Laboratoire d'accueil : Laboratoire d'étude des transferts de contamination, de l'épuration et de la ventilation (LECEV)
Date de début de thèse : 01/10/2009
Nom du doctorant : Arnaud Querel
Introduction
Les études portant sur les dépôts d'aérosols liés aux essais atmosphériques d'armes nucléaires ou à l'accident de Tchernobyl ont montré que ces dépôts étaient fortement dépendants des épisodes météo-climatiques. Ainsi, le dépôt par voie humide résulte principalement du phénomène de lessivage de l'atmosphère par la pluie. A ce titre, l'intensité du dépôt dépend notamment des caractéristiques des gouttes de pluie (taille, densité de gouttes) mais aussi des caractéristiques des aérosols présents dans l'atmosphère (taille, hygroscopicité, morphologie, charge électrique). De plus, des paramètres liés au transport atmosphérique (phénomène de méso-échelle et intensité turbulente) ou au phénomène de capture hydrodynamique arrière peuvent influencer la dynamique du rabattement des aérosols par la pluie.
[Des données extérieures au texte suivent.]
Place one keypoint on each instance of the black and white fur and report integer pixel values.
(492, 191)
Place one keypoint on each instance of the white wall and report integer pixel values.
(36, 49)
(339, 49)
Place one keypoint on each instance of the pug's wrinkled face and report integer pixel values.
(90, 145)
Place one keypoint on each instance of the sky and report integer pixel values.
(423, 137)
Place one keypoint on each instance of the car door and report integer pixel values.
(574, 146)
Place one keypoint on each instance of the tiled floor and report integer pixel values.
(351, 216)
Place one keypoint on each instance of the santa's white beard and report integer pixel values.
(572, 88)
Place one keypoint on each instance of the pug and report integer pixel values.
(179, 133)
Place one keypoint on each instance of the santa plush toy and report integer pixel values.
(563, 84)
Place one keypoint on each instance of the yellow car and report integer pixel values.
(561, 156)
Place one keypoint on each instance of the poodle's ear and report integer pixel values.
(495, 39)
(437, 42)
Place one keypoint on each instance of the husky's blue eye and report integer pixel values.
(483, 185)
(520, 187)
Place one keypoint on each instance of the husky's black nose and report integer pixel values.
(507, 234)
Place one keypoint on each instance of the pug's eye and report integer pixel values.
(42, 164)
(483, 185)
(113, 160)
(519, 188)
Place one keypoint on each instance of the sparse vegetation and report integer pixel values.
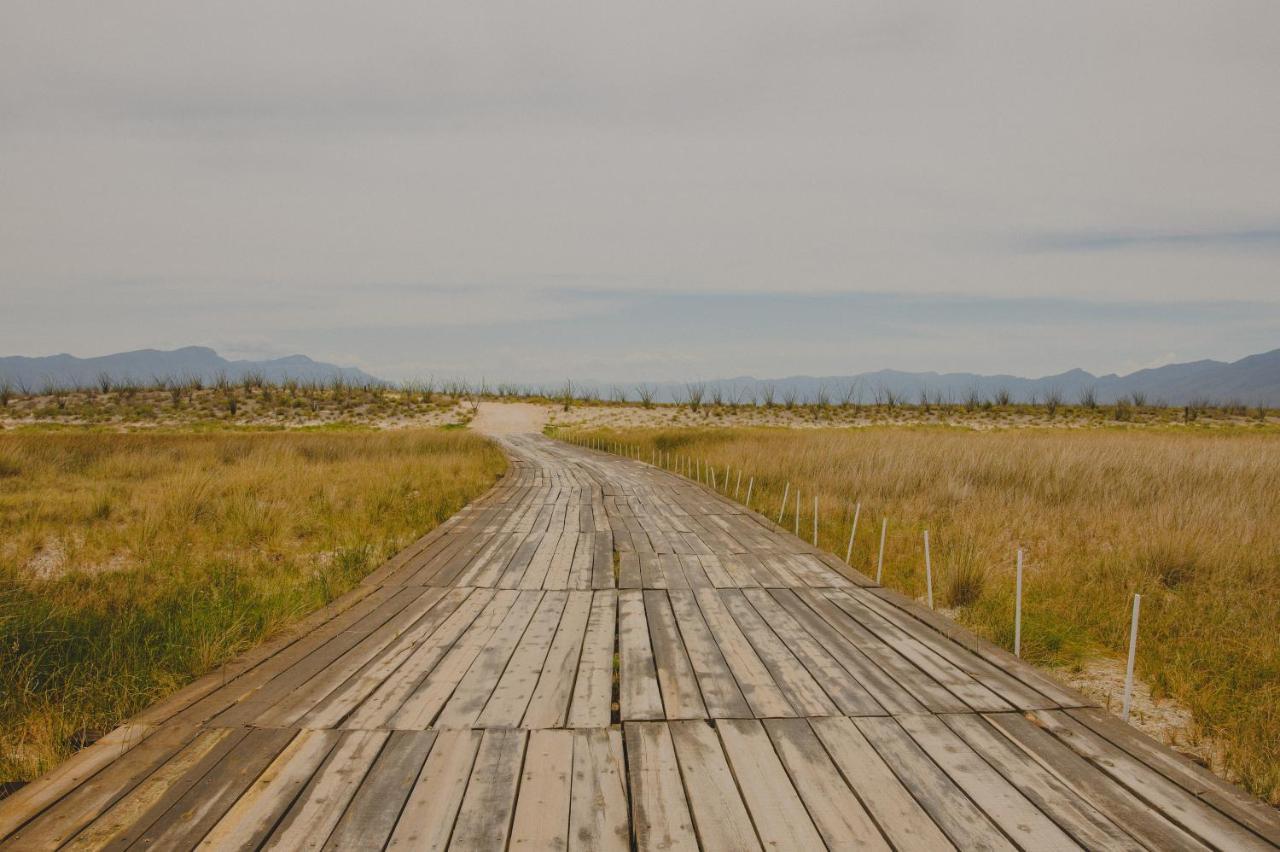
(132, 563)
(1185, 517)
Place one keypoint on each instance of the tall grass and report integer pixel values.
(132, 563)
(1189, 520)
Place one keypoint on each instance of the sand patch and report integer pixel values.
(1164, 719)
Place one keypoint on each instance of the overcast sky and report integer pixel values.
(654, 191)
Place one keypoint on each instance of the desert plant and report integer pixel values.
(694, 394)
(973, 399)
(767, 394)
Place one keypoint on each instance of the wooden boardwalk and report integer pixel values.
(599, 655)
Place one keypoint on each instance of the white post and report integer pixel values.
(1133, 653)
(1018, 608)
(853, 530)
(880, 563)
(928, 569)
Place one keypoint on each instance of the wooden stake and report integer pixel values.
(1133, 654)
(880, 563)
(928, 569)
(853, 531)
(1018, 608)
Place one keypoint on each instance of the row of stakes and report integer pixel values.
(704, 473)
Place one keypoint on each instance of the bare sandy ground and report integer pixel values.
(510, 418)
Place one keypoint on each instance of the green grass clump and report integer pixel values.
(133, 563)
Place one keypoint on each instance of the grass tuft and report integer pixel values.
(133, 563)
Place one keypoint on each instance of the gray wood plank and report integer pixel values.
(484, 819)
(373, 812)
(659, 811)
(598, 811)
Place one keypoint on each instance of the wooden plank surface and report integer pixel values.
(467, 695)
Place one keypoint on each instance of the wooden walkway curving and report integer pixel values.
(599, 655)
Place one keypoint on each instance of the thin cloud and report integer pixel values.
(1115, 241)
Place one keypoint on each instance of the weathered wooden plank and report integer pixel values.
(598, 812)
(319, 807)
(955, 679)
(659, 811)
(420, 709)
(952, 811)
(85, 802)
(887, 692)
(548, 706)
(300, 701)
(127, 818)
(803, 692)
(1191, 777)
(681, 696)
(912, 679)
(190, 818)
(510, 699)
(999, 800)
(849, 696)
(720, 815)
(1079, 819)
(387, 697)
(752, 674)
(721, 694)
(640, 696)
(484, 819)
(426, 821)
(1174, 802)
(1093, 786)
(629, 571)
(255, 812)
(593, 691)
(896, 811)
(286, 674)
(472, 692)
(542, 809)
(368, 821)
(836, 812)
(776, 809)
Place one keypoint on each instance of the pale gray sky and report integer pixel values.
(648, 191)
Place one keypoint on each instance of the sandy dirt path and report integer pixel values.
(510, 418)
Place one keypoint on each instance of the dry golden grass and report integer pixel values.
(1189, 520)
(132, 563)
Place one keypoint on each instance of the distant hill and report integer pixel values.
(1253, 380)
(147, 365)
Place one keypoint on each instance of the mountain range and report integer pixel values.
(150, 365)
(1253, 380)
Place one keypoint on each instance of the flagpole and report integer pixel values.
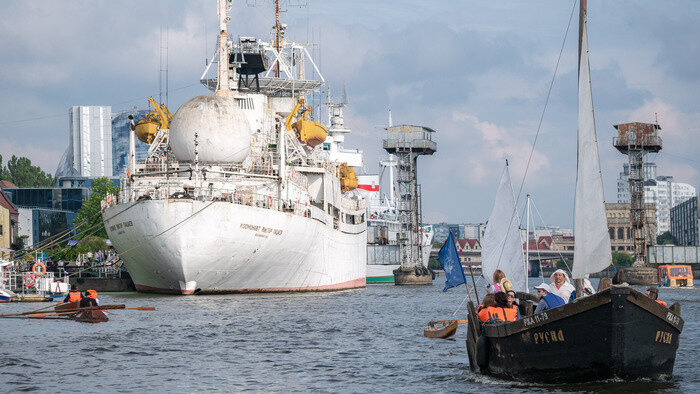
(468, 293)
(474, 283)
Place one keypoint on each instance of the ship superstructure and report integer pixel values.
(239, 195)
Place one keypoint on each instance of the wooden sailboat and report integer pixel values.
(617, 332)
(442, 329)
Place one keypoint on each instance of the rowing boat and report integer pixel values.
(441, 329)
(84, 316)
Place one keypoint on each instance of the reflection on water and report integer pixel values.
(358, 340)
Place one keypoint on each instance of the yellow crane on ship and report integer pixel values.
(312, 133)
(158, 119)
(309, 132)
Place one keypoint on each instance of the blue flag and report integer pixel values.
(449, 260)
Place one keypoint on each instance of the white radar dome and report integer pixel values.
(223, 131)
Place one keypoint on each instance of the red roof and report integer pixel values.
(467, 243)
(536, 246)
(7, 185)
(5, 203)
(547, 239)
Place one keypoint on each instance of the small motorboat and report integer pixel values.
(72, 311)
(615, 333)
(7, 296)
(442, 328)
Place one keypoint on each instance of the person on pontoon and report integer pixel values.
(653, 293)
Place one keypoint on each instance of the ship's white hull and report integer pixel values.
(381, 273)
(188, 246)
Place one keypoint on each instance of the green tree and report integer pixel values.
(666, 239)
(21, 172)
(90, 211)
(3, 172)
(622, 259)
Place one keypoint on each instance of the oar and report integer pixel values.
(460, 321)
(30, 312)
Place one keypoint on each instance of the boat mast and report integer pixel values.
(223, 88)
(581, 22)
(527, 241)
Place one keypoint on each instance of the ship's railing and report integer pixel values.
(638, 139)
(352, 204)
(29, 283)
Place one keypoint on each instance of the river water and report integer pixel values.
(351, 341)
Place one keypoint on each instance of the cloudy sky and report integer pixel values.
(475, 71)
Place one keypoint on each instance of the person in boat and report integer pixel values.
(653, 293)
(488, 301)
(548, 300)
(500, 283)
(513, 302)
(561, 286)
(587, 287)
(89, 299)
(500, 312)
(73, 295)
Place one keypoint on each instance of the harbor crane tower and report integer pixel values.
(636, 140)
(406, 143)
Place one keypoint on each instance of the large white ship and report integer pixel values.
(239, 193)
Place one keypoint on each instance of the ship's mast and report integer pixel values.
(278, 41)
(223, 88)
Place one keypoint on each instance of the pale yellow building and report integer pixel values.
(620, 226)
(8, 224)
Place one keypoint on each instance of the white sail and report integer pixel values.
(502, 248)
(592, 243)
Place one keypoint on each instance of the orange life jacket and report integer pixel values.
(512, 313)
(74, 296)
(495, 313)
(483, 313)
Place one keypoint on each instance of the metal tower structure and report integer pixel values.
(636, 140)
(406, 143)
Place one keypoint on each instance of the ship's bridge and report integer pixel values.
(257, 66)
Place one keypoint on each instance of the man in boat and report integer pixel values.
(89, 299)
(73, 295)
(500, 283)
(588, 287)
(499, 313)
(653, 293)
(489, 300)
(513, 302)
(548, 300)
(561, 285)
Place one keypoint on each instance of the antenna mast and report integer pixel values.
(278, 41)
(223, 88)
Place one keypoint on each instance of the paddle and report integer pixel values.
(460, 321)
(30, 312)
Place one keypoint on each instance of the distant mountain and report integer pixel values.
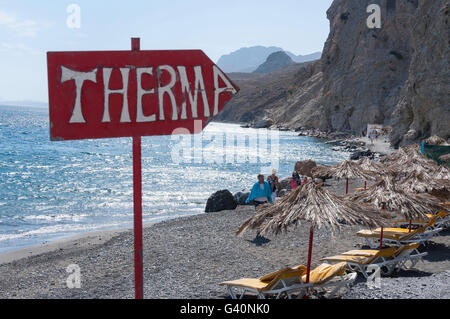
(275, 61)
(305, 58)
(248, 59)
(396, 76)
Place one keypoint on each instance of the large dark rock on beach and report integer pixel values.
(221, 200)
(304, 168)
(241, 197)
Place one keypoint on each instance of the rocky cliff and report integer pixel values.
(396, 75)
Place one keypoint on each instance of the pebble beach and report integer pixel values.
(188, 257)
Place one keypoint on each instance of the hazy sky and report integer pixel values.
(30, 28)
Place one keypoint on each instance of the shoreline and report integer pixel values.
(185, 257)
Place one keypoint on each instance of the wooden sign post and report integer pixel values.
(106, 94)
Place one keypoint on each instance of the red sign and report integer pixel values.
(133, 93)
(106, 94)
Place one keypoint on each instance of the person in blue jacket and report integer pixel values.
(261, 192)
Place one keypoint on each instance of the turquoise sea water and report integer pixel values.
(50, 190)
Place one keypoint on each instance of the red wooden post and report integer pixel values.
(381, 239)
(382, 228)
(137, 193)
(308, 265)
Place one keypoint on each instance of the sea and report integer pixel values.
(53, 190)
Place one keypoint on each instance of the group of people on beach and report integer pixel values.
(265, 191)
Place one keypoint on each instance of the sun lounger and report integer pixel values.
(401, 236)
(388, 260)
(286, 282)
(442, 220)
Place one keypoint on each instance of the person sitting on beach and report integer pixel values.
(273, 181)
(261, 192)
(295, 180)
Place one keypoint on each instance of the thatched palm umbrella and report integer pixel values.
(445, 158)
(385, 194)
(347, 169)
(443, 172)
(316, 205)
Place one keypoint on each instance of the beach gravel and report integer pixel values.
(188, 257)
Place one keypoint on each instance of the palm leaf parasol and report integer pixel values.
(445, 158)
(387, 195)
(314, 204)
A ce jour, la modélisation du rabattement des aérosols est basée sur l'utilisation de corrélations permettant de calculer les efficacités de collecte élémentaires relatives aux différents mécanismes de piégeage (effets mécaniques, phorétiques et électrostatiques).
Des études précédentes menées au Serac dans le cadre des accidents graves ont montré une bonne concordance entre la modélisation et l'expérience pour des essais de rabattement d'aérosols dès lors que les caractéristiques des aérosols et des gouttes sont parfaitement connues. Ces corrélations ont été établies et validées sur des expériences analytiques en laboratoire. En revanche, de nombreuses études traitant de l'aspect naturaliste montrent une forte divergence entre les taux de rabattement mesurés dans l'environnement et ceux obtenus à l'aide de la modélisation (la modélisation sous-estimant le taux de rabattement d'un facteur allant de un à trois ordres de grandeur). Hormis l'aspect lié au lavage interne au nuage non abordé ici, cette divergence peut avoir différentes causes comme la non prise en compte de l'hygroscopicité et de la morphologie des particules mais aussi la mauvaise estimation de la distribution granulométrique des gouttes de pluie actuellement déduite de corrélations basées sur l'intensité de la pluie intégrée sur une durée importante. Or, l'évaluation correcte des conséquences des rejets des effluents gazeux radioactifs en situation normale de fonctionnement et en situations accidentelles est important pour l'évaluation de la sûreté des installations nucléaires et pour la gestion de crise. En conséquence, la DEI et la DSU ont engagé un programme de recherche commun sur le rabattement des aérosols atmosphériques par les précipitations. Ce programme vise à déterminer, à partir d'essais semi analytiques réalisés dans l'installation TOSQAN, des lois phénoménologiques décrivant le rabattement d'aérosols dont les caractéristiques sont bien contrôlées, par des gouttes d'eau représentatives de différents types de précipitation (averse, pluie, bruine). Ce programme de recherche doit également être alimenté par la réalisation d'expérimentations analytiques permettant la quantification des paramètres d'influence, travail qui constitue la présente proposition de thèse.
Objectif de la thèse
L'objectif de la thèse est donc de quantifier l'influence des phénomènes physiques qui interagissent avec les mécanismes de collecte, dans les conditions particulières du rabattement des aérosols atmosphériques, afin d'identifier les origines des divergences observées lors des confrontations entre les résultats issus d'expérimentations et de modélisations. Pour ce faire, il est proposé de réaliser des expérimentations à l'échelle du laboratoire permettant de simuler des conditions environnementales simplifiées mais bien caractérisées par la mise en oeuvre d'un niveau d'instrumentation élevé.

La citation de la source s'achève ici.